Updated: Dec 1, 2020
How has COVID-19 Affected Black-Owned Small Businesses and What is the Future Outlook?
COVID-19 has affected just about every aspect of daily life, and Black-owned small businesses have not been spared. Within a few weeks of the initial shutdown in the US, small businesses were already reporting layoffs and closures. While everyone felt the effects of COVID, small businesses were hit especially hard.
When the shutdown began in March, many Americans expected it to be brief. Small business owners could deal with a short shutdown, but as the time stretched from a few weeks to months, things changed for many. Small business owners had to be nimble, changing course quickly and adeptly. They had to move to an online business model, which brought its challenges. Many of those challenges were unexpected for traditional brick-and-mortar business owners.
The Black community has been hit especially hard by COVID-19. The American Hospital Association (AHA) noted higher rates of positive test results and hospitalizations for African American patients. One study found while every demographic group has been affected by COVID-19, African-American business owners have suffered disproportionate losses with a loss of 440,000 Black businesses between February and April of 2020.
McKinsey found close to a third of small businesses were operating at a loss or just breaking even before the pandemic. This means less working capital to tide them over during a forced shutdown, as well as less ability to buy new technology or make changes to workflow to adjust. Small businesses have less access to financial assistance as compared with large corporations and may be operating with much less of a financial cushion overall.
Effects of COVID-19 on Black-Owned Small Businesses
There have been several effects of COVID-19 on Black-owned small businesses:
Closures – Businesses have had to temporarily or permanently shut their doors. Some may have closed brick-and-mortar storefronts while attempting a digital rebrand, while others may have closed altogether.
Lay-offs – Some small businesses have been able to stay afloat by laying off staff or not hiring to replace workers.
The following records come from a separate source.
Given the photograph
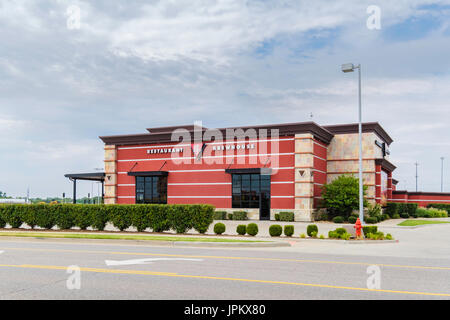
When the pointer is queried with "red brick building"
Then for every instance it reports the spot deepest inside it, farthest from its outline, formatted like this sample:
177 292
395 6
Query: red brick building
261 169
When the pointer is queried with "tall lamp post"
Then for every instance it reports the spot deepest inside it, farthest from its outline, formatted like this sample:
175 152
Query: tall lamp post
350 67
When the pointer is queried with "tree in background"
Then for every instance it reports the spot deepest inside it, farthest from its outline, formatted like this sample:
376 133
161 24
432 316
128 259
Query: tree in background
341 196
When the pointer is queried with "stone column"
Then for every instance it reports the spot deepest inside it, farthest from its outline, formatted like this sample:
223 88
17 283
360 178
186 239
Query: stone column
304 180
110 174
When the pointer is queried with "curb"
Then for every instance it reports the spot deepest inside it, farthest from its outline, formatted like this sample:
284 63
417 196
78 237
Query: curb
157 242
349 241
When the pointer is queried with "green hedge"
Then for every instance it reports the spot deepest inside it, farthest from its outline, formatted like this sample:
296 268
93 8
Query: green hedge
158 217
239 215
441 206
252 229
219 228
394 208
286 216
220 215
275 230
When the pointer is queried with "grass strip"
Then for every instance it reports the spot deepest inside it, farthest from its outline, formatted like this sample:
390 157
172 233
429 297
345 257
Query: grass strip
117 237
412 223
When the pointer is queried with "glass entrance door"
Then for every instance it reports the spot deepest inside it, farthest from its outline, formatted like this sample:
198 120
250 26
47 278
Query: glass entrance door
264 198
252 191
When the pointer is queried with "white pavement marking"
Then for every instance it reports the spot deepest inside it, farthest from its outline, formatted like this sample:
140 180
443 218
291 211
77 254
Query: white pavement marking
144 261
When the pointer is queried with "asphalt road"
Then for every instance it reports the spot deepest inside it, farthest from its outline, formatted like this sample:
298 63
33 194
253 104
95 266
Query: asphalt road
37 269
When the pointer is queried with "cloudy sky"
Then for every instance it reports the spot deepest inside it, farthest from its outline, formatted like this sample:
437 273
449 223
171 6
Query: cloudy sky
129 66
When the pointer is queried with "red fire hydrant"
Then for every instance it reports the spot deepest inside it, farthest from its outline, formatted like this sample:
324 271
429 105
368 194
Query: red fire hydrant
358 228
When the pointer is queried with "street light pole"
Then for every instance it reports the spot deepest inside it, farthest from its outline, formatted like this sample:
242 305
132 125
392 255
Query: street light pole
349 67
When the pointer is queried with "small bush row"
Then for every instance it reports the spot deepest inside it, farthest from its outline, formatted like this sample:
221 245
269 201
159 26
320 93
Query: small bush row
339 233
276 230
284 216
159 218
251 229
236 215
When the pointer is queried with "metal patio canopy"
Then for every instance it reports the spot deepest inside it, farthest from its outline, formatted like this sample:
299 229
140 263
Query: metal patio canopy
94 176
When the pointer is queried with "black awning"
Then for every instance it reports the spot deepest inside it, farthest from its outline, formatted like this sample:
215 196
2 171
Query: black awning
250 170
94 176
149 173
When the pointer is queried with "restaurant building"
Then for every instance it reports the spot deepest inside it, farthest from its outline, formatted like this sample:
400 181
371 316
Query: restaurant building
260 169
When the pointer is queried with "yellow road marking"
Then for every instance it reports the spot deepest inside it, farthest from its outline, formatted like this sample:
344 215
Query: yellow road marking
100 270
232 258
139 272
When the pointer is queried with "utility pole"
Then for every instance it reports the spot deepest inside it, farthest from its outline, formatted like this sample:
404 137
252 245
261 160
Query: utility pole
416 164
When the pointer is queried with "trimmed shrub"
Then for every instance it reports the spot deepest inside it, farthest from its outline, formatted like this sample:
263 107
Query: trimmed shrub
159 217
45 217
239 215
2 222
369 229
219 228
338 219
402 208
99 217
341 196
82 216
431 213
252 229
333 235
12 215
241 229
411 208
119 215
140 217
404 215
202 217
275 230
288 230
371 220
286 216
220 215
311 228
322 216
391 208
340 231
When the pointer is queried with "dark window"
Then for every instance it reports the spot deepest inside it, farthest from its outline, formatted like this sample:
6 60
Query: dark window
151 189
247 189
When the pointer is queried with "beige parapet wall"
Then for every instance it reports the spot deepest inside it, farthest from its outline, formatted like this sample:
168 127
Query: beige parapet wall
110 174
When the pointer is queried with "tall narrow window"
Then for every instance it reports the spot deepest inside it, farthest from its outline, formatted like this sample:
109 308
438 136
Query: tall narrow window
247 190
151 189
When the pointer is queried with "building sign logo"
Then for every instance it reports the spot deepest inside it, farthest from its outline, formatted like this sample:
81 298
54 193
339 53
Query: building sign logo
197 149
234 147
164 150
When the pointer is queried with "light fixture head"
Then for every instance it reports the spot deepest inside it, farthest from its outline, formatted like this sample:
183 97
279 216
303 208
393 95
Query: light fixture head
348 67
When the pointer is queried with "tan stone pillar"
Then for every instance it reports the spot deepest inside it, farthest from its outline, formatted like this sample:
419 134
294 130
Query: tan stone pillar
304 180
110 174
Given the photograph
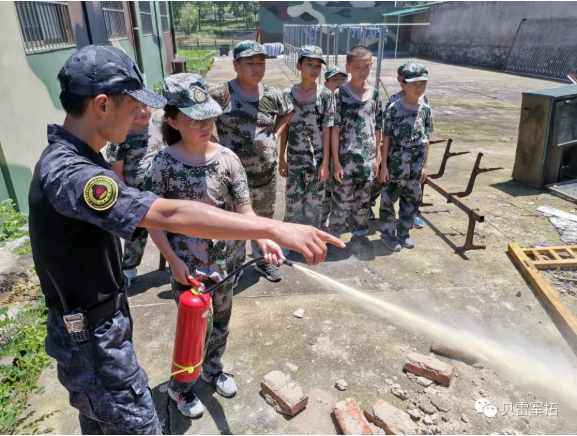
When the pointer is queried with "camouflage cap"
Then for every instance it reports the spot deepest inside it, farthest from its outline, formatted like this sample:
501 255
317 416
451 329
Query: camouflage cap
404 65
245 49
188 92
310 51
414 72
334 70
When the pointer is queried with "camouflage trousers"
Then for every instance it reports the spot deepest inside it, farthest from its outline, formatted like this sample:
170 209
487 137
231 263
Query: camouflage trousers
134 250
376 188
327 201
305 195
102 376
263 200
350 206
405 167
216 332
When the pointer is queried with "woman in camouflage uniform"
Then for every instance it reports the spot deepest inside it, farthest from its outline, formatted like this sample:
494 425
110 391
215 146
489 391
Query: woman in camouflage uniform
308 141
195 168
254 116
130 160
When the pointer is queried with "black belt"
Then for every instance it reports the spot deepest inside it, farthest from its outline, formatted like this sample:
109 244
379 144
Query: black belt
404 148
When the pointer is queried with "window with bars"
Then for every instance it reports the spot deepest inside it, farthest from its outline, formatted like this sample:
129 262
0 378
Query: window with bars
164 17
145 17
114 20
44 25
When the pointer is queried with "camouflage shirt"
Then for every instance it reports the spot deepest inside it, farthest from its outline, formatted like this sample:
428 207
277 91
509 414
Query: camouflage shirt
407 127
305 139
247 128
221 182
398 96
138 150
358 122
Businesses that usually have to hire seasonal workers may hold off.
Scope changes – Some small businesses pivoted their normal operations to remain profitable. Some were able to modify their business to provide essential pandemic gear, such as face masks being produced by all who could sew.
Change to online model – Businesses that could make the move to being online did. There were some businesses where this was easier than others. For example, a pizza takeout place or coffee shop pivoted to online orders and to-go only with little complications, whereas salons, barbershops, and spas that depend on face-to-face interactions suffered.
Did the CARES Act Help?
The president signed the Coronavirus Aid, Relief, and Economic Security (CARES) Act on March 27, 2020, offering $376 billion in aid for small businesses and workers. The Act provides several programs to help small businesses, including bridge loans, paycheck protection, and debt relief. One challenge with the government’s program, however, is that many financial institutions prioritized the first loans to customers with whom they had existing relationships. This meant some African American small business owners were unable to access the emergency funds.
Perhaps more helpful was the funding offered by the Magic Johnson Enterprises to the SBA’s Paycheck Protection Program. The company provided $100 million in capital to fund loans for women and minority-owned small businesses negatively impacted by COVID-19 to help them overcome the difficulty they faced in accessing help through the CARES Act.
The Outlook for Black-Owned Small Businesses
The US may be headed for another lockdown as COVID-19 numbers continue to increase. The unknowns make it challenging for small business owners, but financial boosts like the Magic Johnson gift to the SBA for minority-owned businesses are helpful. The outlook is positive if Black-owned small businesses can continue to remain nimble and pivot quickly in response to changing conditions.
Small Business Owner Resources
The CDC offers guidance aimed directly at small business owners on their website’s dedicated page. The US Small Business Administration (SBA) also offers resources and tips on their site. OSHA has a resource guide available for download about how to keep workplaces safe after COVID-19.